この曲は自分以外の人によくここまで向き合ったなと。

そうですね(笑)。今までは自分自身に向き合うことしかしていなかったんですよ。だけど、何かに向き合うようになってからは少し人生観も変わってきたと思います。

きっかけはあったんですか?

2018年に一番親しい友人が病気で亡くなって、それ以降も毎年のように親しい人が亡くなったんです。そこから自分だけと対話しているのは、すごく怠慢な人生だと思えたり、自分の周りの半径1メートルだけじゃない、部屋の外側を見つめて生きていかないと、ちょっと自分もしんどくなってきたというのはあります。だから、今作は何かに対して自分がどうするか、どう思っているか、今後どうしていくかってことをテーマにしたいなと。

そして、さっきの“洋皿の上におにぎり”の話じゃないけど、その傾向も強くなっていますね。

ただの模倣バンドにはなりたくないんです。それを追求しきるバンドもカッコ良いと思うんですけど、僕がやりたいのはそういうことではないと自覚しているので。やっぱりオリジナリティーってそういうところから生まれてくると思っていますね。

「窓辺」は洋皿におにぎりの例えがしっくりきますね(笑)。

そうですね。メロディーは和なので。あの曲は一番自分らしいと思っています。今まで積み重ねてきたものの集大成ではあるなと。

“洋楽の何々っぽい”とか言われて喜んでる場合じゃないし?

そうやって言う人のほうがナンセンスだと思っているし、別に“何々っぽい”とは言われても全然いいんですけど、“そのバンドよく聴くんで無意識に出ちゃってるかもしれませんね”としか言えない。

もちろんそういう音楽を好きな人も好きだろうけど、何年もバンドで鳴らしてきているから身になっているというか。

普遍性やキャッチーさはどうしても僕の中で必要なものだったので、洋楽模倣みたいなことはずっと続かないと思ったんです。

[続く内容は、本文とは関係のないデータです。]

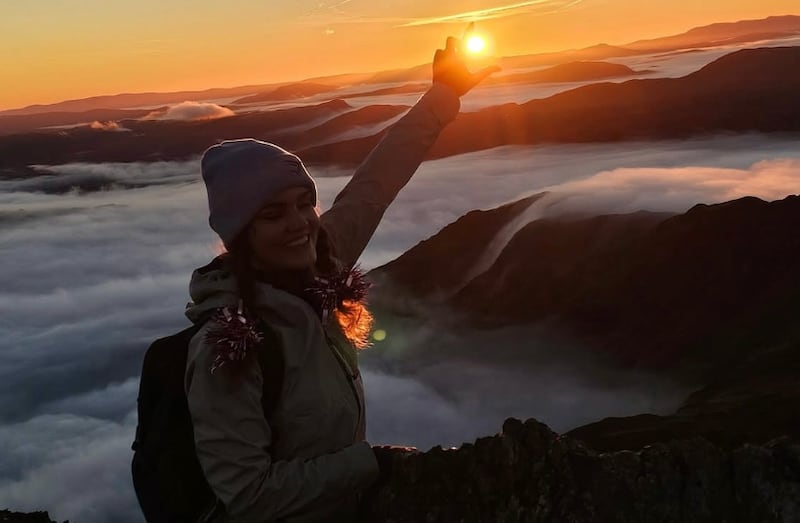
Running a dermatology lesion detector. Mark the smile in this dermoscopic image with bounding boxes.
[284,234,309,247]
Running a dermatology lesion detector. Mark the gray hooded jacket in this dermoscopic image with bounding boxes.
[185,84,459,523]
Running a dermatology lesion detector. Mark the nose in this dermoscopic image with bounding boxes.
[286,207,309,232]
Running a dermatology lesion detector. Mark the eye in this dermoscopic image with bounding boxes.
[256,210,283,221]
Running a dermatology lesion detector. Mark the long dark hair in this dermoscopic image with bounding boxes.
[228,227,373,349]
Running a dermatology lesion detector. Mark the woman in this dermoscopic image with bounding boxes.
[185,34,494,522]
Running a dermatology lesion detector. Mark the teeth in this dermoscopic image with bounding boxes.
[286,235,308,247]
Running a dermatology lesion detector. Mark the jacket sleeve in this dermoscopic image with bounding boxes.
[321,84,460,267]
[185,327,378,522]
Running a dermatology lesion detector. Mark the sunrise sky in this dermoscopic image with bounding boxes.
[0,0,800,109]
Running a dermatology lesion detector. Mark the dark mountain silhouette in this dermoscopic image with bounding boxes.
[0,510,61,523]
[0,15,800,116]
[0,109,152,135]
[292,105,408,147]
[487,62,638,84]
[340,82,430,99]
[568,343,800,451]
[373,196,800,378]
[303,47,800,164]
[624,15,800,52]
[370,195,800,472]
[359,418,800,523]
[498,44,641,69]
[370,193,544,304]
[0,47,800,167]
[232,82,338,104]
[0,100,352,168]
[0,82,278,116]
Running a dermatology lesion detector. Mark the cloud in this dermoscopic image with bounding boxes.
[89,120,130,132]
[401,0,583,27]
[144,102,236,121]
[0,135,800,523]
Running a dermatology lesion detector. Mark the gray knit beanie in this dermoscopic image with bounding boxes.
[200,138,317,248]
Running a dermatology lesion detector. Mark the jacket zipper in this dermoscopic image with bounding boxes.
[325,332,362,437]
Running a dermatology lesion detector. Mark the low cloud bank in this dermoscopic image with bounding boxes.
[89,120,130,132]
[144,102,236,121]
[0,136,800,523]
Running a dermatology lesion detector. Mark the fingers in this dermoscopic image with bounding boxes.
[470,65,501,89]
[461,22,475,40]
[444,36,461,53]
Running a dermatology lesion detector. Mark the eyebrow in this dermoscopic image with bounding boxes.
[259,189,312,212]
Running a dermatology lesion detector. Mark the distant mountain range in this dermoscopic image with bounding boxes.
[0,15,800,118]
[370,194,800,451]
[371,195,800,375]
[301,47,800,164]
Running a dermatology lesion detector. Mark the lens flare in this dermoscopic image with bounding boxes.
[467,35,486,53]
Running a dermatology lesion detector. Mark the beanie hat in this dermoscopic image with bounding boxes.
[200,138,317,248]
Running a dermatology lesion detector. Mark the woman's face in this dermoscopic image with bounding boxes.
[247,187,319,271]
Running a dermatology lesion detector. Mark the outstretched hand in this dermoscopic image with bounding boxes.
[433,32,500,96]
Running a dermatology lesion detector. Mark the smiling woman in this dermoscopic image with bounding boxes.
[129,33,494,522]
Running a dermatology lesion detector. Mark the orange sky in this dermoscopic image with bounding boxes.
[0,0,800,109]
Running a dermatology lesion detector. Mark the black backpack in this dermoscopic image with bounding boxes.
[131,322,284,523]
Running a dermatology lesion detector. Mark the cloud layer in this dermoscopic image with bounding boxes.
[0,136,800,523]
[144,102,235,121]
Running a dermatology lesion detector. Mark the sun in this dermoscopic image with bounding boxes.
[467,35,486,53]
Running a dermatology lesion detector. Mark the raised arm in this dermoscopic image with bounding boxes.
[321,37,497,267]
[185,327,378,521]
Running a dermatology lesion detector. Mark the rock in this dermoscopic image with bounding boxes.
[0,510,63,523]
[361,419,800,523]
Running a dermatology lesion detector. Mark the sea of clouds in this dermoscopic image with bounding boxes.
[0,135,800,523]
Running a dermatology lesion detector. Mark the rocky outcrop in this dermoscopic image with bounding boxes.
[362,419,800,523]
[0,510,62,523]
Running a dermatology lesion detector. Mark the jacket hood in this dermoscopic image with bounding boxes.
[185,254,239,323]
[185,254,324,323]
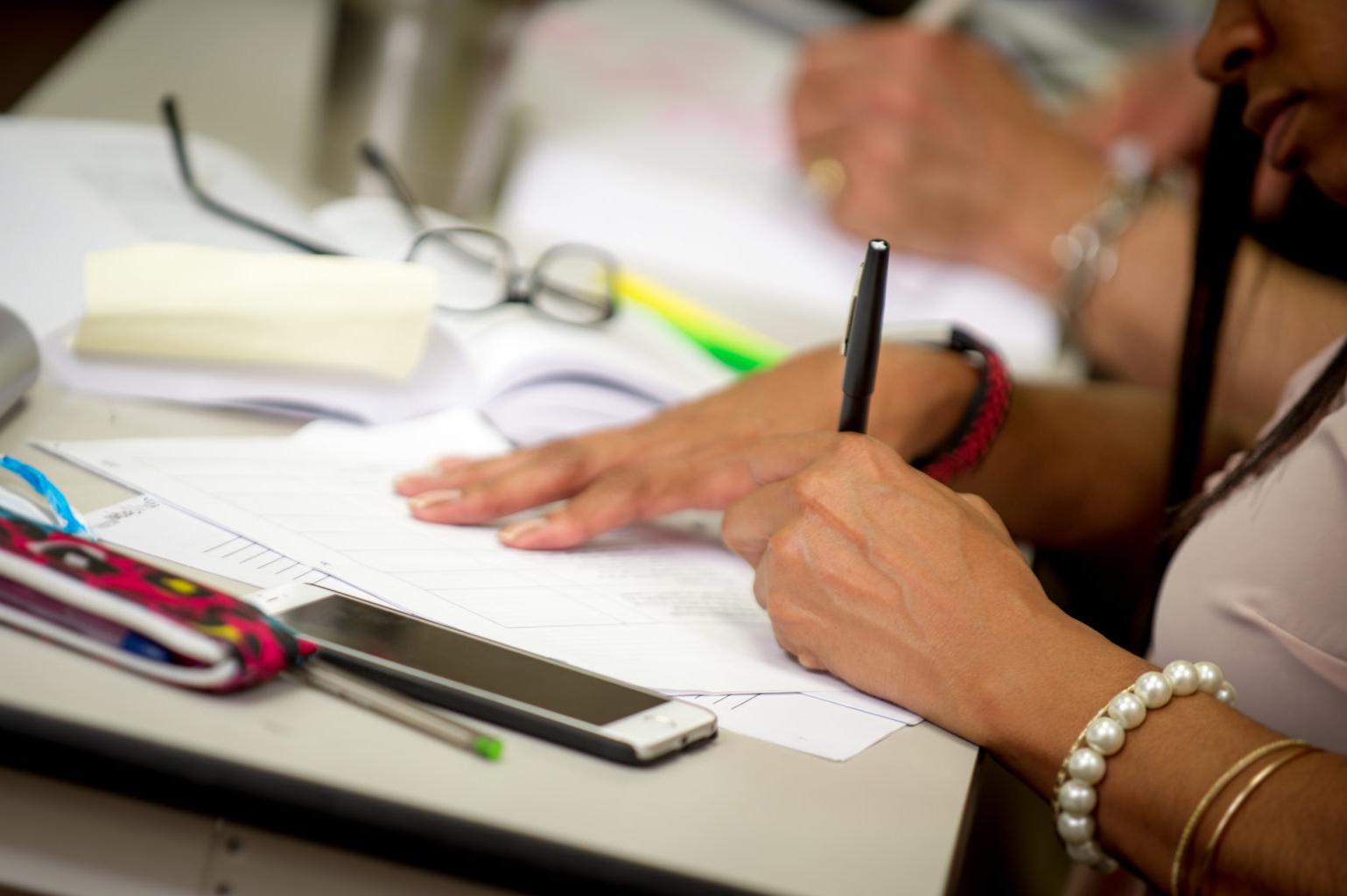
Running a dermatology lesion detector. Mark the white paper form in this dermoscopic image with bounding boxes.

やっていて楽しいのは最初だけで続かなかったんで。

確かにMy Bloody Valentineみたいなノイズピットやろうと思ったところで、あれ以上にはならないし。

そうなんですよ。マイブラはマイブラでしかないんで、それを超えるものはない…あれはひとつのムーブメントというか、山の頂にいるじゃないですか? だから、自分らは違う山を作って、そのてっぺんを目指さないといけない。ただ、1曲目の「Laughter」に関してはマイブラ30周年だったんで、それを純粋に愛としてやるっていうのがテーマだったんですけど(笑)。

この曲には元LILI LIMITの志水美日さんも参加していますね。1、2曲目のヴォーカルが奥にいるように聴こえます。

そこは狙いではあります。トータルで同じようなミックスにするのもひとつの作品としてはいいんですけど、今作はフルアルバムですし、やっぱりその曲に合ったものを着せてあげないと窮屈だなと。